DaBrizat Posted April 20, 2015 Share Posted April 20, 2015 So I had my BRAT in a storage unit this winter and some time after new year I took out the battery to put in my garage with battery tender. When I went to put the battery back in and start it up I got no click or crank. The dome light worked and dash lights, but no crank. So since I don't have a multi-meter I took the battery to the parts shop and they tested it and it tested okay but at last 1/4 of life, but I got a new battery anyway and when I tried that, it was the same thing. I expected that I probably didn't have to get a new battery, but I thought it might help get it started so worth it. But no. Wasted money on new batty and still no start. And I have to have it out of the storage place my the end of the month. Any suggestions? Could I have blown a starter fuse or something? Any help would be welcome. Link to comment Share on other sites More sharing options...
jono Posted April 20, 2015 Share Posted April 20, 2015 check the fusible links for integrity in the plastic box along from positive lead. If the power leads are the type that the battery terminal clamps clamp down on the lead, check it for hard to see corrosion, rough it up a bit with file, sand paper etc, bit of spray lube or something. Check the earth for same. Rodents in storage too ?Tap starter with solid tool while turning over? Link to comment Share on other sites More sharing options...
DaBrizat Posted April 20, 2015 Author Share Posted April 20, 2015 check the fusible links for integrity in the plastic box along from positive lead. If the power leads are the type that the battery terminal clamps clamp down on the lead, check it for hard to see corrosion, rough it up a bit with file, sand paper etc, bit of spray lube or something. Check the earth for same. Rodents in storage too ?Tap starter with solid tool while turning over? Wondered about the fusible links, having read it in my manual, but wasn't sure what exactly I was looking for. I'll have to figure that out. I'll check the clamps more closely. They seem clean enough. And I'll take a friend along next time to tap the starter. As far as rodents, that's a possibility, but I've not seen evidence yet.
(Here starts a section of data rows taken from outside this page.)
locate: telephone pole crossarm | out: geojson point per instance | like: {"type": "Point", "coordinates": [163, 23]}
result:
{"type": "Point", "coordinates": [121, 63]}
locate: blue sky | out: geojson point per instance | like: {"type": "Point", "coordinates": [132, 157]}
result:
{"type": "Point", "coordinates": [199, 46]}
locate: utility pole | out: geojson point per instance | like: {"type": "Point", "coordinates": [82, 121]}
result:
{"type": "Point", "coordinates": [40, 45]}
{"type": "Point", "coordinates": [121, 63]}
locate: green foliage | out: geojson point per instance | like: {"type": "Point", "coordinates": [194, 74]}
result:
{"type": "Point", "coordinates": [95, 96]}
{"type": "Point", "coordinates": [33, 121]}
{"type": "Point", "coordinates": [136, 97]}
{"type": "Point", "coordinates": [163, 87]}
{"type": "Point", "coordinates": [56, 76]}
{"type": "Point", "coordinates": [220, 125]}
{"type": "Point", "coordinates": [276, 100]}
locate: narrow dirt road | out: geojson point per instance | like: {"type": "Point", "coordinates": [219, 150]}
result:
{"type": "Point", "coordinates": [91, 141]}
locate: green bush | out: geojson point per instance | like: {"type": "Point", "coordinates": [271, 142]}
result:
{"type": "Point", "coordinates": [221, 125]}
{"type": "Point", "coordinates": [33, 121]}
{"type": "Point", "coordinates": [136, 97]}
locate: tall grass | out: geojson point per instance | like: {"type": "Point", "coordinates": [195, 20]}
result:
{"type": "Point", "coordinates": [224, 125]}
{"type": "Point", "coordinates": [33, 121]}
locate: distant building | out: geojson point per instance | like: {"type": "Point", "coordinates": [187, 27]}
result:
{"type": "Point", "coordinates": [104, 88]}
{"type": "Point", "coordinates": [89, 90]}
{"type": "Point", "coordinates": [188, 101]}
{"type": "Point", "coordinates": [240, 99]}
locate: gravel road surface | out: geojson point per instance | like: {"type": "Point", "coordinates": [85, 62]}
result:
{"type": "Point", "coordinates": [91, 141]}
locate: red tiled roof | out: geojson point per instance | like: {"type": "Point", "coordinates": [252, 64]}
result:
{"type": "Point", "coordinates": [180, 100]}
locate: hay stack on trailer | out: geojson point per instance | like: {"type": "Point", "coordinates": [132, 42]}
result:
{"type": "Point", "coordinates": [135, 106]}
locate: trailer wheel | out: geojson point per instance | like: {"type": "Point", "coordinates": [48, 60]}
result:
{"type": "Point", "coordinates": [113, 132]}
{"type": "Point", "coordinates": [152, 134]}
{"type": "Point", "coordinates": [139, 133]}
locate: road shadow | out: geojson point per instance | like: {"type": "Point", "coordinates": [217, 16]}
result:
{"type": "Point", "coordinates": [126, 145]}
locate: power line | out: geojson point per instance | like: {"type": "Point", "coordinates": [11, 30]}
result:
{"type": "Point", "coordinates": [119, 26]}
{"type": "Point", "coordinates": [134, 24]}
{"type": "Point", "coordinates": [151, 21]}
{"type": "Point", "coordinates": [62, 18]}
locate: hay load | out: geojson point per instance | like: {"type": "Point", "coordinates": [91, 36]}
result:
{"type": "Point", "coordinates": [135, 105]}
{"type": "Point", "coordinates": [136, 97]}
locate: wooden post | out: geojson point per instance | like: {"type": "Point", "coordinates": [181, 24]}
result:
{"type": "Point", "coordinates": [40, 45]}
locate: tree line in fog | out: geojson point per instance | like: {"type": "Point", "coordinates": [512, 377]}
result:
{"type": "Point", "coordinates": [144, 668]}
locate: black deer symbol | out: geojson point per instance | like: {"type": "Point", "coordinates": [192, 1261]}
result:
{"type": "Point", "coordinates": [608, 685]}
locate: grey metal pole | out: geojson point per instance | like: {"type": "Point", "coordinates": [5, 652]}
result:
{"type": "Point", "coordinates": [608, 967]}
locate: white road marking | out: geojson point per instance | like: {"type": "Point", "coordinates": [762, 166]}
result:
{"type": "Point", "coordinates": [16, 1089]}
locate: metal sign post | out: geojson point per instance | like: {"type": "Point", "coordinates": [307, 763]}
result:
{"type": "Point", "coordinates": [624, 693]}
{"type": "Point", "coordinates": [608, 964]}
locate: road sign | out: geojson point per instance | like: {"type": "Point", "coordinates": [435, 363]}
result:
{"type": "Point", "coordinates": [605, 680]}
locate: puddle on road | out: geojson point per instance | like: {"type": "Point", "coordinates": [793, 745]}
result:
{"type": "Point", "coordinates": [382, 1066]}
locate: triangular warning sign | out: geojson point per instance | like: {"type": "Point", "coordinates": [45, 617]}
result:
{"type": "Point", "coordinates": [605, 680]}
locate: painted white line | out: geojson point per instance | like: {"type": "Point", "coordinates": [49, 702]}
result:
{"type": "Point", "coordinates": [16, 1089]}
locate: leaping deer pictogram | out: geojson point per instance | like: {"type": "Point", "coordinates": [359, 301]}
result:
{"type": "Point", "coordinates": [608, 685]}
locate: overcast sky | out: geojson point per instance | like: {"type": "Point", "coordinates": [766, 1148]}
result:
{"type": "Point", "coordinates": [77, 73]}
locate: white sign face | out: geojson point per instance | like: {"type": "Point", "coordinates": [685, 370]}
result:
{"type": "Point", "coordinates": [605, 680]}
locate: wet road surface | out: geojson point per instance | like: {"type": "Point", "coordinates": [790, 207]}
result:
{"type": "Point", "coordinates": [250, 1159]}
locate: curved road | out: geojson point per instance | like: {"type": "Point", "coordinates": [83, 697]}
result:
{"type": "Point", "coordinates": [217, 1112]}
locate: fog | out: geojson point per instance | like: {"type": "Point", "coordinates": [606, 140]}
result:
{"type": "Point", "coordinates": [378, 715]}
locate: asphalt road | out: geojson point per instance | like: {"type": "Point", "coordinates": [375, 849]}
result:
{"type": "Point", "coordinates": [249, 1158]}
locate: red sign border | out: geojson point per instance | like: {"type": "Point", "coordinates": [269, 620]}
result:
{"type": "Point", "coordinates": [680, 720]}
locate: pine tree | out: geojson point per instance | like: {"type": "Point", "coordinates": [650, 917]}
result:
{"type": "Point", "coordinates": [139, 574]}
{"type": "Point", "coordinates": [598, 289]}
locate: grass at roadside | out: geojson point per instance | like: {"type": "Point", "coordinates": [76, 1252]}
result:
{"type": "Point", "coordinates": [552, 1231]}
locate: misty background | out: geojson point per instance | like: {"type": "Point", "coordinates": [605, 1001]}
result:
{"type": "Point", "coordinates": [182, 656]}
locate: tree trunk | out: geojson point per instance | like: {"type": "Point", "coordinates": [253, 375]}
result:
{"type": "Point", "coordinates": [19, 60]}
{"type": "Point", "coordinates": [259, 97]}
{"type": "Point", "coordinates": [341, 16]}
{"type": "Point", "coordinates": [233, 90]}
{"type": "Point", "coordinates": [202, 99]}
I did puta bunch of store bought rodent repellant in the car, under the car, and in the unit. So I'm hoping that wasn't an issue. Something makes me suspect the usable link. There was a decent sized spark when I first attached the positive lead the first time, and not again the other times. I wondered if I'd fried SOMEthing. Thanks for your suggestions. I'll investigate and report back. Link to comment Share on other sites More sharing options...
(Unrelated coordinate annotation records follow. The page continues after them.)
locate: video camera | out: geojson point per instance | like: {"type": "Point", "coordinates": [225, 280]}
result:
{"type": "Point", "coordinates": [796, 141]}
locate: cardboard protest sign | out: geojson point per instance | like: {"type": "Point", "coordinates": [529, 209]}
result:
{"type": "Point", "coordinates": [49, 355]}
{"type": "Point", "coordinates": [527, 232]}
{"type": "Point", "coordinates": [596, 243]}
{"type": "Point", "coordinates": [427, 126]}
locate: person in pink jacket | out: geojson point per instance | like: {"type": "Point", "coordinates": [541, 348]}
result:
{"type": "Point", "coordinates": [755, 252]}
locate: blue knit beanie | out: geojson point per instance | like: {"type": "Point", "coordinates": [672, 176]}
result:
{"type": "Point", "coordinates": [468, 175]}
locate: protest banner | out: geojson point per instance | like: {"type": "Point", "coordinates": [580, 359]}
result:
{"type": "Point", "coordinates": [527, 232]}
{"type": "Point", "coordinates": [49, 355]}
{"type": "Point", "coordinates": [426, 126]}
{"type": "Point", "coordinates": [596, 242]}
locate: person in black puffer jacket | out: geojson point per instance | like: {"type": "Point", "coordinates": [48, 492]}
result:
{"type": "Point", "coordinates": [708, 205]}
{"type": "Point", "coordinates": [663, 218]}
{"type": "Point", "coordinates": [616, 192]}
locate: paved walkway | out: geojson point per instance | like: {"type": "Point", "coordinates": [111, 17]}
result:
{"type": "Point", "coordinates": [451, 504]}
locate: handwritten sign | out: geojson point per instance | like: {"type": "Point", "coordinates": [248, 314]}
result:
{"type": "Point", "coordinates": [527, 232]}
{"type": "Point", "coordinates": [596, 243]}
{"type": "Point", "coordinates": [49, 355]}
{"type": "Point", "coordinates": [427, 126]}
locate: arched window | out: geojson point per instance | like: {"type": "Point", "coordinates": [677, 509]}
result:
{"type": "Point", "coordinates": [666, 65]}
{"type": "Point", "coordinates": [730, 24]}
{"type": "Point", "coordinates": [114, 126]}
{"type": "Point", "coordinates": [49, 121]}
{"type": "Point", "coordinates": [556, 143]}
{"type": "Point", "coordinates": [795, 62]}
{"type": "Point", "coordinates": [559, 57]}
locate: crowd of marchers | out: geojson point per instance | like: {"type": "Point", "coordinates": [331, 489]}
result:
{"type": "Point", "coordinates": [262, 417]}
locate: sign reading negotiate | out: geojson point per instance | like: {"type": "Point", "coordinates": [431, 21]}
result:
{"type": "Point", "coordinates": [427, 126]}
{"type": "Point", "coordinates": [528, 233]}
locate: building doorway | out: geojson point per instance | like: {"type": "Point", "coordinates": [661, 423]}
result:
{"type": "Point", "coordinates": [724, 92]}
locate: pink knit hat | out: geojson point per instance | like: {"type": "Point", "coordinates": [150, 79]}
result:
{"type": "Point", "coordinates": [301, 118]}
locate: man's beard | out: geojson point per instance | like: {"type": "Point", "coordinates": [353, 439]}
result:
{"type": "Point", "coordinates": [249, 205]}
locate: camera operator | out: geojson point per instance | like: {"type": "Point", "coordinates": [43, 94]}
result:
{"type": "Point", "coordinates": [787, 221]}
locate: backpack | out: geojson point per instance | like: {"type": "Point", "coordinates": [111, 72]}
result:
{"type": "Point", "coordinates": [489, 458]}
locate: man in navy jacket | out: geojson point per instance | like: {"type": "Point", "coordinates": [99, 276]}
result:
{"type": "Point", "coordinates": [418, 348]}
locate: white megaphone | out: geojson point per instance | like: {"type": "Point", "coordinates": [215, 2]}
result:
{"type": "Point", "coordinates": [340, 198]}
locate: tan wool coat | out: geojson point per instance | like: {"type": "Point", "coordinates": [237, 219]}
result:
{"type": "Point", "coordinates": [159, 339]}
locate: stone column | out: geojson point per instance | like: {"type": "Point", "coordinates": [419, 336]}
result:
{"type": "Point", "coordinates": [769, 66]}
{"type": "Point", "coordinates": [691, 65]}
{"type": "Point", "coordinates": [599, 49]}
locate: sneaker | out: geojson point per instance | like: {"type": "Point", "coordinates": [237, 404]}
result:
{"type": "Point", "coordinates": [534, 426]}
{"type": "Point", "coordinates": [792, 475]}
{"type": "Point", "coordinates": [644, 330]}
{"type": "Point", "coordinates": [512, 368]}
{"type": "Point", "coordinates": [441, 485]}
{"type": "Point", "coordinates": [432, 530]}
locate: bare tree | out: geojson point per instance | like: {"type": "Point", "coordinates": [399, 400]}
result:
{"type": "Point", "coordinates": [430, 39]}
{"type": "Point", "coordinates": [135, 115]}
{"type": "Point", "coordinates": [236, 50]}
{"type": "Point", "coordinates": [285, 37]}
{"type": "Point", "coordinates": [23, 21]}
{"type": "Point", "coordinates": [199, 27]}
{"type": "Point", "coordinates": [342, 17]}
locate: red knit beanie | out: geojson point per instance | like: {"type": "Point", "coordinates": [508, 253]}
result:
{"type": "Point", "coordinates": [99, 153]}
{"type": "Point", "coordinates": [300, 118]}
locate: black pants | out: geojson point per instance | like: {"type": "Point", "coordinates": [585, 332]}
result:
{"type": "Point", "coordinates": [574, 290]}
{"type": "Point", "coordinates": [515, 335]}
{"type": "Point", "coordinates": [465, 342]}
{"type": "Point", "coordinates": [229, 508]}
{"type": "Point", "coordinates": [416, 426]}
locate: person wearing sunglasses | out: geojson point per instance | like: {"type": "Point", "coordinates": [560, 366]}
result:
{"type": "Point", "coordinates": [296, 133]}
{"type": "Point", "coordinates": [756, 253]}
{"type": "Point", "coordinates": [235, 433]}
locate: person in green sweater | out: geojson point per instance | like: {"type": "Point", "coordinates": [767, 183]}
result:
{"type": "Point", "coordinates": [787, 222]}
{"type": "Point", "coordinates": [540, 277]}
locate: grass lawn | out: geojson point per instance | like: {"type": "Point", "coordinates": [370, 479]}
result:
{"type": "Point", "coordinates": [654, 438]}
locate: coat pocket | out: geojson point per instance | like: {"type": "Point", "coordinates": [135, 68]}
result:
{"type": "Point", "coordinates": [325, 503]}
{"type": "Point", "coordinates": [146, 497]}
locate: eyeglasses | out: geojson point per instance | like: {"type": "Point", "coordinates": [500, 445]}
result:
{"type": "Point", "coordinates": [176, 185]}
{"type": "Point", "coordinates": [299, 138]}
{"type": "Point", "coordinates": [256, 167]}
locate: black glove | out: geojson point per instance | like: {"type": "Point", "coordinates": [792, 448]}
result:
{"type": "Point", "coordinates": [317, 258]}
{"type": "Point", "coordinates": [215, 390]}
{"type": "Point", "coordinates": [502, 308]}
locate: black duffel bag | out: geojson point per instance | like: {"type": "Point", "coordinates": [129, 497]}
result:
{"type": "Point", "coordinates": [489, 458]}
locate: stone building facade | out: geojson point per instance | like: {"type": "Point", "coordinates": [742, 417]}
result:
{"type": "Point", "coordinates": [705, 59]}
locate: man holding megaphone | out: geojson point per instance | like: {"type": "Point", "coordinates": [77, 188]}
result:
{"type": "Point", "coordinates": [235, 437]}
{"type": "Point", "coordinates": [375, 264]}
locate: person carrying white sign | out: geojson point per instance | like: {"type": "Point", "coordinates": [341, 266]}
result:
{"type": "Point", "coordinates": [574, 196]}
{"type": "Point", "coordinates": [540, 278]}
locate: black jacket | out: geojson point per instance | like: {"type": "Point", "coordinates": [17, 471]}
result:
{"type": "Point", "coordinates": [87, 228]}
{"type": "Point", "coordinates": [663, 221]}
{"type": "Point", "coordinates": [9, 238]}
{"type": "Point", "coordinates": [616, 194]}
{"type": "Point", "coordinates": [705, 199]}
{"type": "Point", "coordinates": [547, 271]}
skishop69 Posted April 21, 2015 Share Posted April 21, 2015 I doubt it was the fusible link unless you hooked the battery up backwards or tried to jump start it backwards. What you most likely have is fretting corrosion on the starter solenoid contacts from sitting. Smack the solenoid with a small hammer or prybar while someone tries to start it. If that doesn't work, use a large screwdriver to jumper the positive cable at the starter to the power cable into the starter at the solenoid. Jumper it across the two biggest terminals. Unless the starter motor is bad, this will start it so you can at least get it out of there. UNLESS.... You have a bad ground or battery cable(s) end. Link to comment Share on other sites More sharing options...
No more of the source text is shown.